How did I get it: I bought this book along with several other volumes in the Shadows of the Apt series from a Frugal Muse more than a year ago.
Why did I read it: I’ve been meaning –and actually trying– to read this for ages. Originally I thought I’d wait until the series was finished but I’ve bought all of the books so far. (I have a feeling I’ll be ordering the 6th and 7th book from the UK in the near future.)
How I would rate it: 3.5 out of 5 stars. Not quite a 4, but very close.
The city states of the Lowlands have lived in peace for decades, bastions of civilization, prosperity and sophistication, protected by treaties, trade and a belief in the reasonable nature of their neighbours.
But meanwhile, in far-off corners, the Wasp Empire has been devouring city after city with its highly trained armies, its machines, it killing Art . . . And now its hunger for conquest and war has become insatiable.
Only the ageing Stenwold Maker, spymaster, artificer and statesman, can see that the long days of peace are over. It falls upon his shoulders to open the eyes of his people, before a black-and-gold tide sweeps down over the Lowlands and burns away everything in its path.
But first he must stop himself from becoming the Empire’s latest victim.
Review: While the writing was solid from the get-go, I had a hard time getting through the first 100 pages. This was complicated by the difficulty I had caring or connecting to any of the characters during that initial opening. However, once the book started picking up steam, had a bit more humor to it, and had a lot of awesome moments in rapid succession, I couldn’t put the book down.
This world is not one to miss and what really worked was the originality that came from everyone having insect totems and powers. When the book was surprising and fresh, it was an exhilerating read. I loved learning what bug connection resulted in what ability. Tchaikovsky’s imagination was just a wonderful, wonderful place to visit, pure and simple. Nothing truly tarnished that experience for me, but during the sections or moments where the book became a hodge-podge of familiar Fantasy themes I definitely felt it was less engaging.

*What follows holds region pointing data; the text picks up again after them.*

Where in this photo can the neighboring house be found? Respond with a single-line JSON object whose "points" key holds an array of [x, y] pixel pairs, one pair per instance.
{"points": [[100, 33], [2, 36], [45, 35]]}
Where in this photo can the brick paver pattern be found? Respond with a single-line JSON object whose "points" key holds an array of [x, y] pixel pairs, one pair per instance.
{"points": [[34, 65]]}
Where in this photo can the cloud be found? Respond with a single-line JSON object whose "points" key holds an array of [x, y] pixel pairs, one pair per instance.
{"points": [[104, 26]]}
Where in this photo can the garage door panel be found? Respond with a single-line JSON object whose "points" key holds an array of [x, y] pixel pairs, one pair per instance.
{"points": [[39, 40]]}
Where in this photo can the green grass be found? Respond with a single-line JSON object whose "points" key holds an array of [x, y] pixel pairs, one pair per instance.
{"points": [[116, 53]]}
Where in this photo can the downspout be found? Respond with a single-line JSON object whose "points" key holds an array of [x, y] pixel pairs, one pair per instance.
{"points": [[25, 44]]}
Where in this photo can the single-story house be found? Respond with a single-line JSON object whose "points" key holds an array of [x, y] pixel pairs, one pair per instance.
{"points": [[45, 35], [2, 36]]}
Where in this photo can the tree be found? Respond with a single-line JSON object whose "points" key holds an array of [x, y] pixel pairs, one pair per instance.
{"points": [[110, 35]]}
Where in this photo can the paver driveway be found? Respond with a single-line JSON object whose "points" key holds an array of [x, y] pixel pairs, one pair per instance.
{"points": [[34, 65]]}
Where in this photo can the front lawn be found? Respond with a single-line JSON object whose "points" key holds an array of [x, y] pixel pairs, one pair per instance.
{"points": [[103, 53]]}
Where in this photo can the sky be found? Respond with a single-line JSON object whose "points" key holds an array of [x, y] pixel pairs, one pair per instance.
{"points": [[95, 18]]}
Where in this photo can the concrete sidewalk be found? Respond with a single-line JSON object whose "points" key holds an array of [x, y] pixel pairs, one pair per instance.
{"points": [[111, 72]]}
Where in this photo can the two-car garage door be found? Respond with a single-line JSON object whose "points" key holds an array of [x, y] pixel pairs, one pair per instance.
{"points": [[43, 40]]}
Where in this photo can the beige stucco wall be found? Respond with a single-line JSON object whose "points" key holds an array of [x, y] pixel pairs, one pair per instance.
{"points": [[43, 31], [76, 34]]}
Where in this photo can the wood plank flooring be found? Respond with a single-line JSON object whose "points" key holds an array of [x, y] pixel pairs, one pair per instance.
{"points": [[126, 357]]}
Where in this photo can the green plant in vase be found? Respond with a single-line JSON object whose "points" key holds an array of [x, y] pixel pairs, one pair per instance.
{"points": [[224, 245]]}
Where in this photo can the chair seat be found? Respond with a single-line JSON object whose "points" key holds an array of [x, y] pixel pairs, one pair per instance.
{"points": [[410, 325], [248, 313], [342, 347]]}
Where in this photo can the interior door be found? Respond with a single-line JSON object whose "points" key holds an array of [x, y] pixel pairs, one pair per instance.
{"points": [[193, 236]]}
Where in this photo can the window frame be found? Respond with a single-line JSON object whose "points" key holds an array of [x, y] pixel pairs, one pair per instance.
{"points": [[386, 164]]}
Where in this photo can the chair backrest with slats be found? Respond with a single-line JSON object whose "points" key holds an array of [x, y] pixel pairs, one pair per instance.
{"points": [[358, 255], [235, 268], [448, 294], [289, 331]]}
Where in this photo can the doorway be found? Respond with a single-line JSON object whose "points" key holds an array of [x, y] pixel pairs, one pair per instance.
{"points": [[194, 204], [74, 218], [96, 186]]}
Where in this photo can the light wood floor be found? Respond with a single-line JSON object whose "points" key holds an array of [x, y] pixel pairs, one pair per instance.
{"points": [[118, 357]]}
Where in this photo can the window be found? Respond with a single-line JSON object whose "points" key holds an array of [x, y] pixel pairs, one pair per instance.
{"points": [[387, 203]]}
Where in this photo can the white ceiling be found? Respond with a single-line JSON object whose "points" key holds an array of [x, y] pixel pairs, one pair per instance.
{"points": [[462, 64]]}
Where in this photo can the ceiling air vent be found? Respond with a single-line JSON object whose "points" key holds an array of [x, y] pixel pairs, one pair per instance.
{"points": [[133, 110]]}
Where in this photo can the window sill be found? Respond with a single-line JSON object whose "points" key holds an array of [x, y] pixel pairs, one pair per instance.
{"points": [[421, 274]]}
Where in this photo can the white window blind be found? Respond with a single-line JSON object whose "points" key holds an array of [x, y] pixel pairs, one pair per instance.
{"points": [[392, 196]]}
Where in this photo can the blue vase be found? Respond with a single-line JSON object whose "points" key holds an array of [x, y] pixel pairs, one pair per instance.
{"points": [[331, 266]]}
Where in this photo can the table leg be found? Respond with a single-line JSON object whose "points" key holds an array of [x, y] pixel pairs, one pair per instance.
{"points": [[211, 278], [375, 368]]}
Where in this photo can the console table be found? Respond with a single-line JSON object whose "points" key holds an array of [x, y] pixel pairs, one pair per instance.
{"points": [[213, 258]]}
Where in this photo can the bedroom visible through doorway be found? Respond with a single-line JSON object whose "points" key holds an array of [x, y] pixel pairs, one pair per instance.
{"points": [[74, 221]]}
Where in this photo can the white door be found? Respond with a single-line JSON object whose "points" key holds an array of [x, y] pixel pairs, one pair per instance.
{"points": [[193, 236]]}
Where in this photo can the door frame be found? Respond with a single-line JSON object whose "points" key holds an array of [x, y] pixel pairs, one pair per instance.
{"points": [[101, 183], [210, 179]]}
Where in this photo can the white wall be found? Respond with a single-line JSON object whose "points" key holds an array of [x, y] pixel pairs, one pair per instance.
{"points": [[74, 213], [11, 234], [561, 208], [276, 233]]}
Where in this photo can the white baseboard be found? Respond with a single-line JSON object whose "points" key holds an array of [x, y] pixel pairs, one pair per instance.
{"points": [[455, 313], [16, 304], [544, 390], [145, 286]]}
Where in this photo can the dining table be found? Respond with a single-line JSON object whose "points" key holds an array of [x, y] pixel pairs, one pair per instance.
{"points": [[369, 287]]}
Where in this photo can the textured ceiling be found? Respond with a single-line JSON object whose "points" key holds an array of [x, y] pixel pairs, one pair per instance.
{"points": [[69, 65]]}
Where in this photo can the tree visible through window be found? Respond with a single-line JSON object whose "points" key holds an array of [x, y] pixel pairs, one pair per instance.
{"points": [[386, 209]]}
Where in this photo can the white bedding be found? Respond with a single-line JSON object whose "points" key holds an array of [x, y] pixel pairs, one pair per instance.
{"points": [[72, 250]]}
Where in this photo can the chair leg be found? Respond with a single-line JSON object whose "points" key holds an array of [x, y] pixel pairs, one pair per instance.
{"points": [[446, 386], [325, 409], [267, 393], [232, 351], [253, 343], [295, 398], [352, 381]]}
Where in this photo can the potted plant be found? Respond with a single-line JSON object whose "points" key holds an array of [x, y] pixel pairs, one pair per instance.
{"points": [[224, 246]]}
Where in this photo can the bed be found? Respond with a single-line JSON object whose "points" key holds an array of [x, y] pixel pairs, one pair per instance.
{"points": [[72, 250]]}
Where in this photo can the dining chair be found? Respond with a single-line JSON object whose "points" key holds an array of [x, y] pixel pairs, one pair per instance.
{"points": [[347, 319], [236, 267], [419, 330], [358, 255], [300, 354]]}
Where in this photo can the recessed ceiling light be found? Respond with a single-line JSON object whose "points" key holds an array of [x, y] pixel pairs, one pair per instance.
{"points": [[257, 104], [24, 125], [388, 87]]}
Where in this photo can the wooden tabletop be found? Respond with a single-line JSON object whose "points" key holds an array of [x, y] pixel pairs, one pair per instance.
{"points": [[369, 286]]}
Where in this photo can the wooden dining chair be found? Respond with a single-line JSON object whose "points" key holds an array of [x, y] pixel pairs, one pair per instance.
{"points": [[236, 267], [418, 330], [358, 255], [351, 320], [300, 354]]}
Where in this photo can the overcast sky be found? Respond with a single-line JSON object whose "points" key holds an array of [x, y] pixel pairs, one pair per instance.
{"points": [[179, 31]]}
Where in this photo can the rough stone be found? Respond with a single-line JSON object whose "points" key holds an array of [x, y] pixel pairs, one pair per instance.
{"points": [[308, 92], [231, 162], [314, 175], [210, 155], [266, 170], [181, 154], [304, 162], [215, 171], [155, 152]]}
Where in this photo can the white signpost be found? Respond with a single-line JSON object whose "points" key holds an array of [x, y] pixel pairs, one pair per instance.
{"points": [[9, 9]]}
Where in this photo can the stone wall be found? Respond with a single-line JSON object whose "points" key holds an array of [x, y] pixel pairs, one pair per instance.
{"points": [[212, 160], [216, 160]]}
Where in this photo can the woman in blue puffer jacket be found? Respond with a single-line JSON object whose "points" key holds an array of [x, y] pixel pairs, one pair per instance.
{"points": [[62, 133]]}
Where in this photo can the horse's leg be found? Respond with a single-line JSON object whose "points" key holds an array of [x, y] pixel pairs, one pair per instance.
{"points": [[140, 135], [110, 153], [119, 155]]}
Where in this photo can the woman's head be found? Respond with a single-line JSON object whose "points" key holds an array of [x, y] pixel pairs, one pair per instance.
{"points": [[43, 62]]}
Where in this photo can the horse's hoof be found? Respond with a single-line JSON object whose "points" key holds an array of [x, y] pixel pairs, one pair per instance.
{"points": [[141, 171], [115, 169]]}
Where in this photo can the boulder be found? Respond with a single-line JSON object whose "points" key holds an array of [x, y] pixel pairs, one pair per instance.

Some of this comes from expectations and readering preferences. For example, I didn’t like the whole need to make sure everyone had some girl or guy to like as they quest to save their world from evil. I think it was a bit ridiculous, and it made me hard to like characters who often had no motivation for falling in love outside of having spent time around whoever it was they suddenly had feelings for. Similarly, the roles women were assigned also baffled me more often than it impressed. There’s very few female warriors, far too many slave girls who seem to sympathetize with their captors, and even the Wasp Empire has an Emperor.
Don’t get me wrong. I love this genre and –to paraphrase Uncle Ben– with great love comes the not-so great realization that Fantasy tends to have more Kings, Lords, and Emperors than it does anything else. I understand that these are people who have adopted insect-like powers so obviously I wasn’t expecting them to necessarily be exactly like the bugs they emulate. I was expecting more surface level connections than deep ones, but at the same time the Ant kinden have a hive mind telepathy thing going on and some character even have slightly bug-like appearences. So what about the fact that bees, ants, and hive insects live in matriarchies? Or that a lot of male insects get some of the rawest deals available? Or what about just giving the Wasp Empire an Empress? I don’t really want to take up too much space in this review to speculate or babble on about this. I just feel it’s worth mentioning, and I hope that some of this is explored later on because I think it would add an interesting element to the story being told.
In terms of the characters themselves, my thoughts and feelings are all over the place. Ultimately, the book ended with me liking everyone well enough. Just not in any sort of equal way, which is bound to happen with as large and diverse a cast as this book proved to have. Cheerwell (Beetle kinden) was my favorite because of the authentic way in which she grew and became her own person. Achaeos (Moth) was my second favorite for a spoiler-filled reason but suffice it to say that this book contained a sweet little romantic subplot that I absolutely adored. I definitely liked Stenwold (Beetle) and Tisamon (Mantis).
I’m also sort of in love with Thalric (Wasp)… Which is probably not what was supposed to happen, but he was a cool spy and was one of the characters the reader gets to know fairly intimately. The fact that he’s a conflicted, messsed-up bad guy was what sealed the deal for me. I can’t wait to read more about him. Conversely, I still find myself rolling my eyes whenever I think of Tynisa (Spider/[spoiler] halfbreed), and Totho (Ant/Beetle halfbreed) and Salma (Dragonfly) both have a lot of catching up to do in terms of maintaining my interest. I’m sure I’ll connect more to the rest over time though. I definitely appreciated the wide range of personalities as well as the complexities of their backstories. Learning about everyone’s abilities was also really, really entertaining. I particularly liked the really well-developed minor characters like Sinon Halfways (Ant/Moth halfbreed) and Scuto (Thorn Bug).
In conclusion, a very good and solid start to a series I’m well on my way to becoming addicted to. I wish a few more Fantasy conventions had been shrugged off, but I’m so glad I bought Empire in Black and Gold and even more glad that I finally read it all the way through. If you’re a fan of the Fantasy genre with an unique twist, you’ll gobble this right up.